Wise: The film is full of great performances, most notably Kathleen Turner's Oscar nominated Peggy, but also memorable turns from soon-to-be stars like Helen Hunt, Joan Allen, and Jim Carey, as well as established stars like Barbara Harris as Peggy's mother.  But the two most touching performances come from Leon Ames and Maureen O'Sullivan as Peggy's grandparents.  These stalwarts from the Golden Age of Hollywood both ground the film's emotions and allow for the supernatural flights of fancy that make the film's slippery chronology possible.  

Werth: Speaking of slippery, did Maureen wear her Jane costume?

Wise: Part of what makes Peggy Sue Got Married so moving is that it doesn't simply cater to nerd revenge fantasies or romantic pipe dreams; instead, the film is a meditation on the passage of time and the consequences of small decisions as they reverberate throughout the years. 

Werth: The consequences of a reunion are more deadly in the thriller, Thirteen Women (1932).
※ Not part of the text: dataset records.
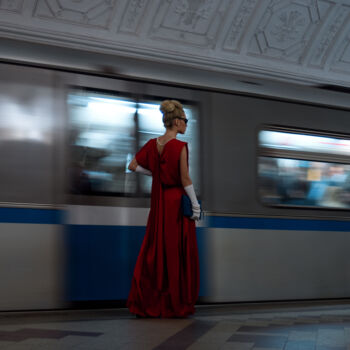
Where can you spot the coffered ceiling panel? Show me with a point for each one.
(305, 40)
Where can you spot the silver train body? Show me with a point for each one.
(58, 248)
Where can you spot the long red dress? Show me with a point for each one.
(166, 275)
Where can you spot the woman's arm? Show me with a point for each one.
(188, 186)
(133, 165)
(185, 176)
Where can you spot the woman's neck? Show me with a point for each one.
(170, 134)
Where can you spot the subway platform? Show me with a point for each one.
(322, 325)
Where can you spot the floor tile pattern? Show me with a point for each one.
(265, 326)
(26, 333)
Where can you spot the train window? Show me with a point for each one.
(297, 168)
(101, 137)
(105, 132)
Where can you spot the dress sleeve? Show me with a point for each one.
(142, 156)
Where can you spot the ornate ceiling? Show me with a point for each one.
(303, 40)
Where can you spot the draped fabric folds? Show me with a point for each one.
(166, 276)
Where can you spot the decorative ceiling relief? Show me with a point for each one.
(328, 37)
(240, 24)
(133, 15)
(189, 21)
(342, 58)
(305, 39)
(11, 5)
(96, 13)
(285, 29)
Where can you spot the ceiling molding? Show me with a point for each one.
(299, 40)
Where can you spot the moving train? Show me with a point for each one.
(270, 162)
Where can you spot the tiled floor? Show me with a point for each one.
(266, 326)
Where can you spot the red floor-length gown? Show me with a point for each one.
(166, 275)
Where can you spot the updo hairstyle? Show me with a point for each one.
(171, 110)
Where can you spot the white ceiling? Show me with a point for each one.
(300, 40)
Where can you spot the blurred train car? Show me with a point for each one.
(273, 174)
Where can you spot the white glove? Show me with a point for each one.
(144, 171)
(196, 209)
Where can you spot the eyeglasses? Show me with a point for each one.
(184, 119)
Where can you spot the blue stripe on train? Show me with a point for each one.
(277, 224)
(101, 260)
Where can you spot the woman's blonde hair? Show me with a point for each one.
(171, 110)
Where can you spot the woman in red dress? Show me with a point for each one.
(166, 276)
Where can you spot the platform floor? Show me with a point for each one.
(289, 326)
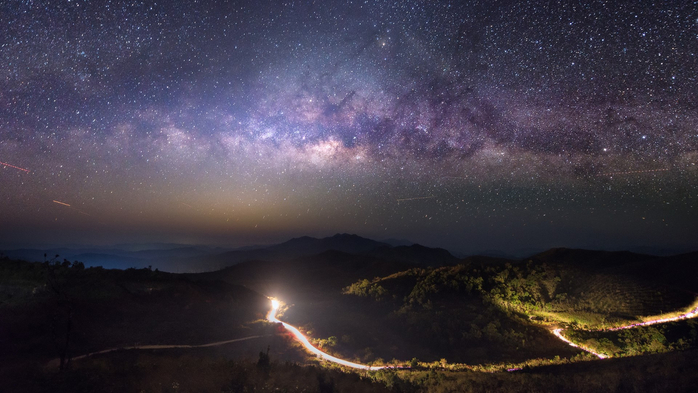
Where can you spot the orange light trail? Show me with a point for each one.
(558, 334)
(690, 314)
(16, 167)
(271, 317)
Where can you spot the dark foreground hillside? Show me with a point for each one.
(49, 310)
(132, 371)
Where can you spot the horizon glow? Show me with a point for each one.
(471, 126)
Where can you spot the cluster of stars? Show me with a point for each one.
(426, 120)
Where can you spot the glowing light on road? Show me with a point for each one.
(16, 167)
(691, 314)
(557, 332)
(271, 317)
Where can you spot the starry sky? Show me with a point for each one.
(469, 125)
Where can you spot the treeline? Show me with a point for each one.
(545, 291)
(451, 312)
(659, 338)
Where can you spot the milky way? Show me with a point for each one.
(467, 125)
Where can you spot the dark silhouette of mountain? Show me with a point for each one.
(294, 248)
(416, 254)
(588, 258)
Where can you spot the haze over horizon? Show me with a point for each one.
(464, 125)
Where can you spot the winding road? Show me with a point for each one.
(271, 317)
(275, 304)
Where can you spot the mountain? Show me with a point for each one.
(294, 248)
(415, 254)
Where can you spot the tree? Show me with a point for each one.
(62, 310)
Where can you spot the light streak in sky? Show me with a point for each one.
(61, 203)
(271, 317)
(16, 167)
(415, 199)
(631, 172)
(67, 205)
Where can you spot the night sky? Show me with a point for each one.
(473, 126)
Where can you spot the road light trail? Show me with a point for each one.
(271, 317)
(690, 314)
(558, 334)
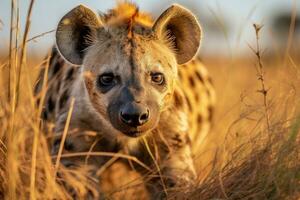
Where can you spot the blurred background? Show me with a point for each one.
(227, 24)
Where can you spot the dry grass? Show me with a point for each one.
(252, 153)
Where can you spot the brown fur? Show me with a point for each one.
(126, 42)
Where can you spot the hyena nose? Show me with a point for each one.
(134, 114)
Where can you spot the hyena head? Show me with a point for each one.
(129, 64)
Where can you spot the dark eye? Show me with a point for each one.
(157, 78)
(107, 79)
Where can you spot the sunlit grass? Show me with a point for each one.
(252, 152)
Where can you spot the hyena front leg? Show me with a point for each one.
(176, 166)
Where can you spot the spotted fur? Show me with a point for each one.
(185, 108)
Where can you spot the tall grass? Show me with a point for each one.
(257, 159)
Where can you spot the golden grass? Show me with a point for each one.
(252, 152)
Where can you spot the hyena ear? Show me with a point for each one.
(75, 32)
(180, 27)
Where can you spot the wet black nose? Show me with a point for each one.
(134, 114)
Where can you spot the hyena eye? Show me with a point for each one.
(107, 79)
(158, 78)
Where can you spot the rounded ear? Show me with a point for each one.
(75, 32)
(180, 27)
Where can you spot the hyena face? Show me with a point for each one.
(129, 66)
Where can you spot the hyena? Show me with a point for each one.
(137, 87)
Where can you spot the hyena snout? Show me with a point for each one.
(134, 114)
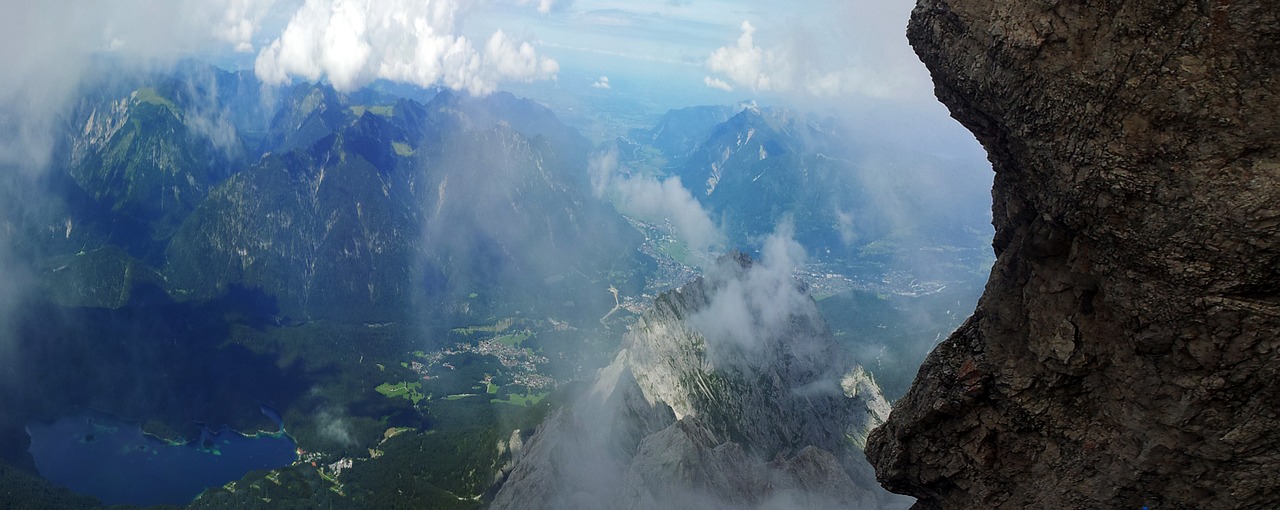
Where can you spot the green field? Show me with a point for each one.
(522, 400)
(513, 340)
(406, 390)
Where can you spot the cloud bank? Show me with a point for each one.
(650, 199)
(352, 42)
(746, 313)
(842, 53)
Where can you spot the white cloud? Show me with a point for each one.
(717, 83)
(650, 199)
(746, 313)
(744, 63)
(545, 7)
(45, 48)
(826, 60)
(353, 42)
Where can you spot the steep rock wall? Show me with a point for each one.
(1125, 351)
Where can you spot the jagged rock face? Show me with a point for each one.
(1125, 353)
(676, 422)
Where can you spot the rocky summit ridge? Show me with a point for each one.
(681, 419)
(1125, 351)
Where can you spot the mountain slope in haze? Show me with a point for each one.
(842, 192)
(401, 205)
(691, 415)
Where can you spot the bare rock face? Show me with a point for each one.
(1125, 353)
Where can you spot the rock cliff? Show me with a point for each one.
(1125, 351)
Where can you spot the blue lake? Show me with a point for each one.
(105, 458)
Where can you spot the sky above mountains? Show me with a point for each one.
(817, 55)
(817, 49)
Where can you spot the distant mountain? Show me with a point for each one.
(681, 131)
(846, 195)
(373, 212)
(199, 182)
(684, 418)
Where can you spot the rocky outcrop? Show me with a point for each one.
(1125, 353)
(686, 418)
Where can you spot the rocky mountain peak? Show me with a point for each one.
(684, 418)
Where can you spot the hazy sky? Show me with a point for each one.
(817, 54)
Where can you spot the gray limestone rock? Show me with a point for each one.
(1125, 351)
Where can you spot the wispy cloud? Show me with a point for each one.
(717, 83)
(652, 199)
(352, 44)
(846, 53)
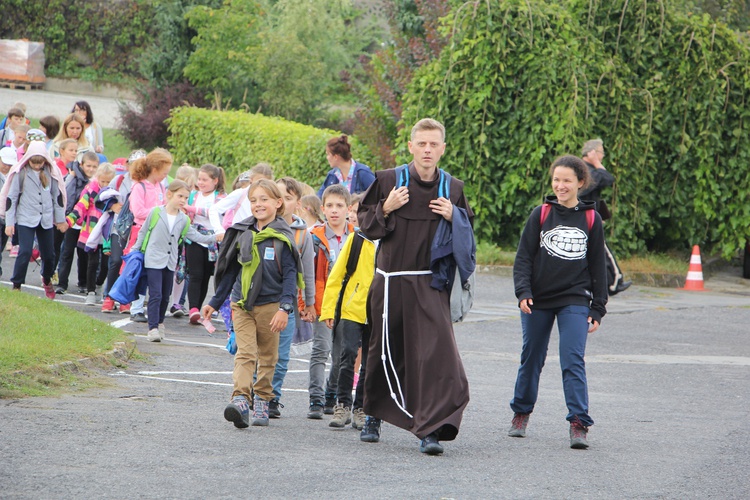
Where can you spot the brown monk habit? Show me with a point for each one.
(423, 350)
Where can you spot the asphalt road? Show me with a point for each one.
(668, 374)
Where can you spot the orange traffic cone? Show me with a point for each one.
(694, 280)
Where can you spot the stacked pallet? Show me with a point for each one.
(23, 64)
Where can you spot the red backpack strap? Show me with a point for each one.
(590, 217)
(546, 207)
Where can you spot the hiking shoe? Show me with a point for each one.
(371, 431)
(358, 419)
(260, 412)
(518, 425)
(238, 412)
(330, 404)
(195, 316)
(153, 335)
(578, 433)
(316, 411)
(108, 305)
(430, 445)
(342, 416)
(273, 408)
(49, 292)
(138, 318)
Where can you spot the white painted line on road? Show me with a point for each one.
(120, 323)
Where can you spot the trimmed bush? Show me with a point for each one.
(236, 141)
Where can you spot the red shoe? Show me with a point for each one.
(195, 316)
(48, 290)
(108, 305)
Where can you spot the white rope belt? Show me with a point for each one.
(385, 348)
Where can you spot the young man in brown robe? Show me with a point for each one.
(415, 378)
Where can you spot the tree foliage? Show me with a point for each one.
(523, 81)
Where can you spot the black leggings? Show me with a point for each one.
(199, 270)
(69, 248)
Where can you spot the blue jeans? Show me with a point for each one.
(45, 238)
(572, 323)
(282, 365)
(159, 294)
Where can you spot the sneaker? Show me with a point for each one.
(316, 411)
(195, 316)
(108, 305)
(518, 425)
(238, 412)
(330, 404)
(430, 445)
(260, 412)
(49, 292)
(358, 419)
(273, 408)
(578, 433)
(138, 318)
(371, 431)
(342, 416)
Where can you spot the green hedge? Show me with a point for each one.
(236, 141)
(523, 81)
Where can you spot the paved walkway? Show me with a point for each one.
(40, 103)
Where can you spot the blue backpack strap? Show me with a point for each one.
(444, 185)
(402, 176)
(546, 207)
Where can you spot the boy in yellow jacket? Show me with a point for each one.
(344, 309)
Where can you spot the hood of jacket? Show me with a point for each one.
(36, 148)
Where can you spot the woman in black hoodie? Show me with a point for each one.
(559, 273)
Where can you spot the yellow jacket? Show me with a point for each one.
(354, 301)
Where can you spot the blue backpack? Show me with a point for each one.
(444, 184)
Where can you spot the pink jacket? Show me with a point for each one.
(144, 196)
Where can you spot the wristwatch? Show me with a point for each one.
(287, 308)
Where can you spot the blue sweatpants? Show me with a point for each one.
(572, 323)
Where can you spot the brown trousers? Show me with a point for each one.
(257, 347)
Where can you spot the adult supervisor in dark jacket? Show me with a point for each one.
(593, 154)
(355, 176)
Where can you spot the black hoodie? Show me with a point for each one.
(562, 262)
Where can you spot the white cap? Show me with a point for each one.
(8, 156)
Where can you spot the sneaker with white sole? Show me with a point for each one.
(238, 412)
(260, 412)
(342, 416)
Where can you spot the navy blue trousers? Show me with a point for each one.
(572, 324)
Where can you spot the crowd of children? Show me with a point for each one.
(287, 264)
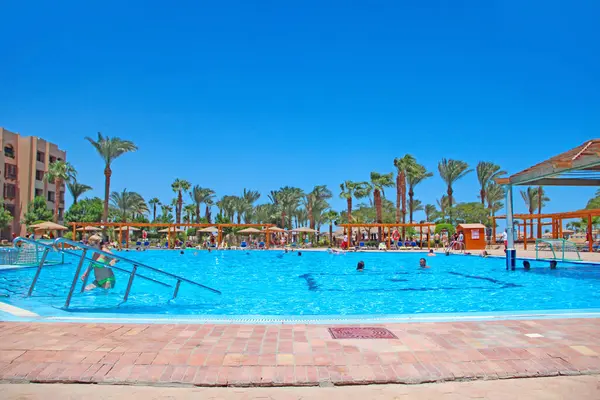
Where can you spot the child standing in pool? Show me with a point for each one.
(103, 274)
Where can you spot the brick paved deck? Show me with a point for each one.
(273, 355)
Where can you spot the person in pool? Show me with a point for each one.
(104, 277)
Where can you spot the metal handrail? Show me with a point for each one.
(134, 263)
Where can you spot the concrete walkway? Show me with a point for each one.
(295, 355)
(576, 387)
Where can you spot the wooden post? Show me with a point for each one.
(493, 238)
(590, 235)
(267, 234)
(389, 237)
(524, 233)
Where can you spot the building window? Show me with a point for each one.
(10, 171)
(10, 191)
(9, 151)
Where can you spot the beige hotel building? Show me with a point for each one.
(24, 161)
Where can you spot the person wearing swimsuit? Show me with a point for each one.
(104, 276)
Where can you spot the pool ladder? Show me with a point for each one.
(64, 246)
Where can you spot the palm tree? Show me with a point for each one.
(451, 171)
(59, 172)
(190, 211)
(403, 165)
(380, 182)
(486, 173)
(443, 205)
(414, 176)
(347, 192)
(249, 197)
(77, 189)
(110, 149)
(494, 194)
(315, 203)
(331, 216)
(180, 186)
(126, 205)
(430, 211)
(154, 202)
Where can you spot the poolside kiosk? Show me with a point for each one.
(577, 167)
(474, 235)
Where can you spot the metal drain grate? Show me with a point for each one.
(361, 333)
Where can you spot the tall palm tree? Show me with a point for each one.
(330, 217)
(190, 211)
(110, 149)
(180, 186)
(414, 176)
(154, 202)
(59, 172)
(347, 192)
(443, 205)
(451, 171)
(380, 182)
(77, 189)
(403, 165)
(486, 173)
(315, 203)
(430, 211)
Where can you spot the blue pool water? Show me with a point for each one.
(317, 283)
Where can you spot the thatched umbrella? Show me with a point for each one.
(210, 229)
(49, 226)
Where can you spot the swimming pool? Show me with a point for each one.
(271, 283)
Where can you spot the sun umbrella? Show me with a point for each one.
(167, 230)
(49, 226)
(210, 229)
(250, 230)
(305, 230)
(88, 229)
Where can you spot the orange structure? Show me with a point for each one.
(389, 227)
(474, 235)
(555, 223)
(171, 227)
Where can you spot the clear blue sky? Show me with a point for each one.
(235, 94)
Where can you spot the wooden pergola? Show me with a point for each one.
(172, 228)
(579, 166)
(389, 227)
(555, 223)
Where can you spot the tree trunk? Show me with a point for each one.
(411, 195)
(179, 206)
(56, 198)
(398, 198)
(540, 195)
(377, 196)
(349, 204)
(107, 174)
Laura Stanhope (Irene Dunne) sends out a call to some of her old girl-schoolmates for a reunion dinner in Los Angeles. This gathering is not just an opportunity to catch up on lost time or to see how fat everyone's gotten. These women have all been getting their horoscopes mailed to them by renowned astrologer Swami Yogadachi, but recently "you will meet a dark stranger" has turned into "buy a funeral plot."

Wise: At least he didn't bake cyanide tablets into fortune cookies. 

Werth: Three friends have already been affected by these miserable missives and wound up dead or locked up. Laura hopes to convince her remaining friends that it's all hogwash, but when someone tries to poison her only son, she starts to get the heebie jeebies. As girlfriends and the swami himself drop like flies, it becomes obvious that someone else is looking into the crystal ball. And it is none other than former Eurasian classmate, Ursula Georgy (Myrna Loy). For Ursula, revenge for the "half-breed" taunting she received in school is a dish best served in your horoscope.

Wise: I'll take my Sagittarius extra spicy with a side of sticky rice. 

Werth: 1932 was a very Asian year for Loy because she was also cast as diabolical Fah Lo See in The Mask of Fu Manchu. Myrna Adele Williams was as whitebread as her birthplace in Montana, but somehow the studio contrived ways of turning her into an Asian femme fatale—and Loy made the most of it. 
In Thirteen Girls she is lithe in form-fitting, exotic gowns with eyes that are both wicked, sexy and pitiless. Like a cobra she glides into the lives of those she wants to manipulate, literally hypnotizing and using them to fulfill her righteous rage at these privileged girls who teased her mercilessly. 

Wise:Was this the prototype for Gossip Girl

Werth: While it sounds racially campy that the same woman who played Nora Charles is also portraying a "Hindu dame," Loy made Ursula poised and elegant without a silly accent or exaggerated mannerisms. It makes one wonder if young producer David O. Selznick could have re-imagined the character from Tiffany Thayer's "startling" book, dumped the race-baiting plotline and just let Loy be an evil white lady with a private school axe to grind.

Wise: But then she wouldn't get to wear all that dark eyeliner.

Werth: True. But as it is, Loy (and the always earth-ily charming Irene Dunne) make the silly plot of Thirteen Women a reunion worth going to.

Wise: I notice that Thirteen Women isn't available on DVD.

Werth: Perhaps by the time I go to another high school reunion it will be.

Wise: Luckily our readers will only have to wait a week to be reunited with the next edition of Film Gab!